Vous allez au contact d'un public plus jeune encore dans les écoles. Avez-vous le sentiment que les choses commencent à changer et que les jeunes filles se sentent plus concernées par les sciences ?
J'aimerais que les choses changent, mais, malheureusement, faire venir dans les écoles quelques femmes scientifiques ne suffit pas. Mes actions peuvent contribuer à rendre les carrières scientifiques un peu plus envisageables pour des publics qui s'en sentent éloignés, mais toute seule, je ne vais pas faire changer les choses à grande échelle. Pour cela, il faut avant tout des politiques publiques qui vont dans le bon sens.

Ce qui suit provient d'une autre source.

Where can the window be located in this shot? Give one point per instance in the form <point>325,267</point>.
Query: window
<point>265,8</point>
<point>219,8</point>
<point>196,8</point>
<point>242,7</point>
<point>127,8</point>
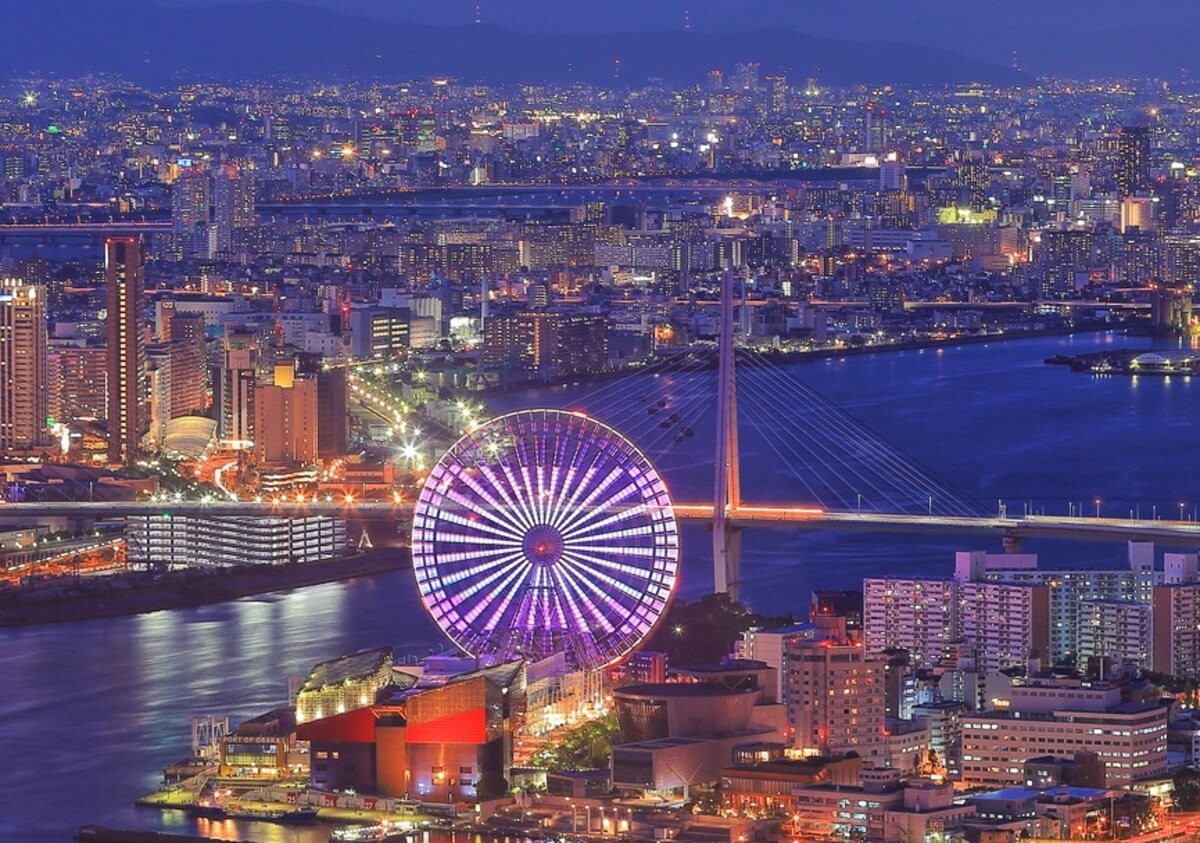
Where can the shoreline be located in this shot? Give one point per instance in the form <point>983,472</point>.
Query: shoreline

"Ces inégalités sont le produit de mécanismes sociaux et institutionnels."
On sait d'où viennent les inégalités, c'est documenté scientifiquement. Ces inégalités ne sont pas seulement le fruit de choix individuels : c'est aussi le produit de mécanismes sociaux et institutionnels. Récemment, des choix politiques ont été faits qui, par exemple, ne favorisent pas l'accès aux mathématiques pour les filles. Et plus on monte en carrière, plus on se sent seule en tant que femme.
Moi, je m'engage, parce que je pense que la diversité en sciences est très importante et n'est pas seulement une question d'égalité sociale. C'est aussi une condition importante pour que la recherche soit de meilleure qualité, et soit capable d'éclairer et de représenter l'ensemble de la société.
Tout le monde doit s'engager fermement pour plus d'égalité en sciences. C'est à la fois une question d'enseignement des sciences, mais aussi de lutte contre la reproduction sociale, très courante dans les carrières scientifiques.
Qu'aimeriez-vous que l'on comprenne enfin sur les femmes dans les sciences ?
Les sciences ne sont pas si différentes de bien d'autres domaines de la société, et il y a beaucoup de freins encore aujourd'hui trop présents, notamment concernant les filles.
Beaucoup de travaux scientifiques montrent les biais subis par les femmes – et les minorités en général –, et on a besoin d'une réflexion collective pour réduire ces inégalités d'accès et de maintien dans les carrières scientifiques.
On a besoin que nos institutions, nos ministères de l'Éducation nationale et de l'Enseignement supérieur et de la recherche s'engagent fortement pour rendre les milieux scientifiques les plus inclusifs possible, et pour que toutes celles et ceux qui souhaitent s'orienter vers des carrières de sciences puissent le faire et s'y sentir à leur place.